Si por primera vez el pregón salía a la calle, también, por vez primera, tuvimos ocasión de escuchar un pregón a dos voces o, lo que es lo mismo, un pregón dividido en dos partes: una primera en la voz de Orencio Aldovera en la que, el pregonero, paseó sus memorias arrancando en los años de la despoblación, finales de los 50 y la década de los 60, haciendo parada y fonda en la vida del Madrid de esos años tan reflejado en películas como Manolo guardia Urbano, de Manolo Morán, o Historias de la radio de José Luis Sáenz de Heredia en esas escenas memorables de la vida en una pensión.
La segunda parte del pregón corrió a cargo de Julián Recuenco que, para no romper el hilo conductor, siguió con una especie de análisis comparativo entre lo que fue y lo que queda: «ahora, ser de pueblo, vivir lejos de la gran ciudad, puede llegar a ser una bendición para los que están acostumbrados a vivir en la ciudad.

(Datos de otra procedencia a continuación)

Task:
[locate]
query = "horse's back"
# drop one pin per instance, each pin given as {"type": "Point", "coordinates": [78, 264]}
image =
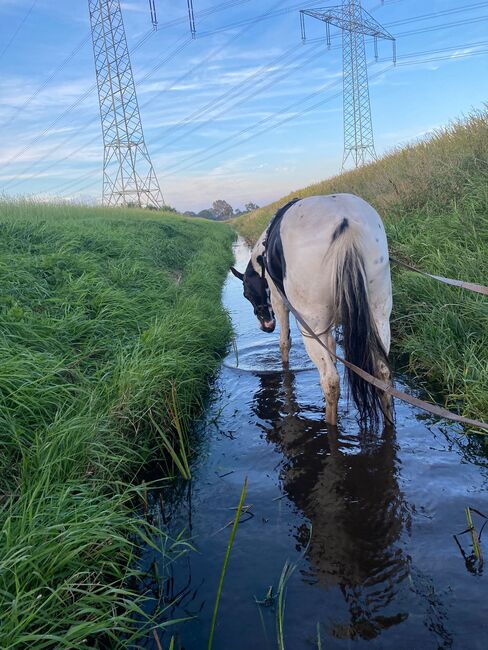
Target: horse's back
{"type": "Point", "coordinates": [314, 229]}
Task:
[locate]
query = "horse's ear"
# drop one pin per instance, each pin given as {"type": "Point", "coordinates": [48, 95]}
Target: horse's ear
{"type": "Point", "coordinates": [237, 273]}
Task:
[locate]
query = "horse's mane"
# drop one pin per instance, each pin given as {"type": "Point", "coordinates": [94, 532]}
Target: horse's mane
{"type": "Point", "coordinates": [274, 259]}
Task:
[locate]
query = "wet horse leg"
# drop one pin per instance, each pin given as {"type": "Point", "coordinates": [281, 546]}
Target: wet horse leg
{"type": "Point", "coordinates": [382, 321]}
{"type": "Point", "coordinates": [329, 377]}
{"type": "Point", "coordinates": [283, 315]}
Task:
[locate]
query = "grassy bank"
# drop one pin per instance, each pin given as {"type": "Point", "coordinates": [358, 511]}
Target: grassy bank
{"type": "Point", "coordinates": [433, 197]}
{"type": "Point", "coordinates": [110, 328]}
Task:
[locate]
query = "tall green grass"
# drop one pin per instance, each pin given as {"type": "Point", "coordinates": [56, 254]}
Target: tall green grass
{"type": "Point", "coordinates": [433, 197]}
{"type": "Point", "coordinates": [111, 326]}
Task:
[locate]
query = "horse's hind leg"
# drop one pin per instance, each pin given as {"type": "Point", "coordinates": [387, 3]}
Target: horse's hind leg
{"type": "Point", "coordinates": [283, 316]}
{"type": "Point", "coordinates": [329, 377]}
{"type": "Point", "coordinates": [383, 372]}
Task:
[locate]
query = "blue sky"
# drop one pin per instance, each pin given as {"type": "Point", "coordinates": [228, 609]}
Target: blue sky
{"type": "Point", "coordinates": [52, 149]}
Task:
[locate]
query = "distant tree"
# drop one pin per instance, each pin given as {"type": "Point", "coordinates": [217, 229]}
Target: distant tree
{"type": "Point", "coordinates": [206, 214]}
{"type": "Point", "coordinates": [251, 206]}
{"type": "Point", "coordinates": [222, 210]}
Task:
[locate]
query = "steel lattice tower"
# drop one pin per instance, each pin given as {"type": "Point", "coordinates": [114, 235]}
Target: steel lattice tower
{"type": "Point", "coordinates": [128, 175]}
{"type": "Point", "coordinates": [355, 23]}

Nuestro más genial poeta, Fray Luis de León, lo tuvo muy claro en su “Oda a la vida retirada”:
¡Qué descansada vida
la del que huye del mundanal ruido,
y sigue la escondida
senda, por donde han ido
los pocos sabios que en el mundo han sido».
El final, como hemos dejado escrito, fue para los reconocimientos y el turno del alcalde que, aprovechando que estaba presente el delegado de la Consejería de Desarrollo Sostenible, le recordó que tienen un asunto pendiente que no es otro que el Centro de Recuperación de fauna silvestre, en Jábaga, cuyos terrenos, preparados ya, esperan movimiento de tierras.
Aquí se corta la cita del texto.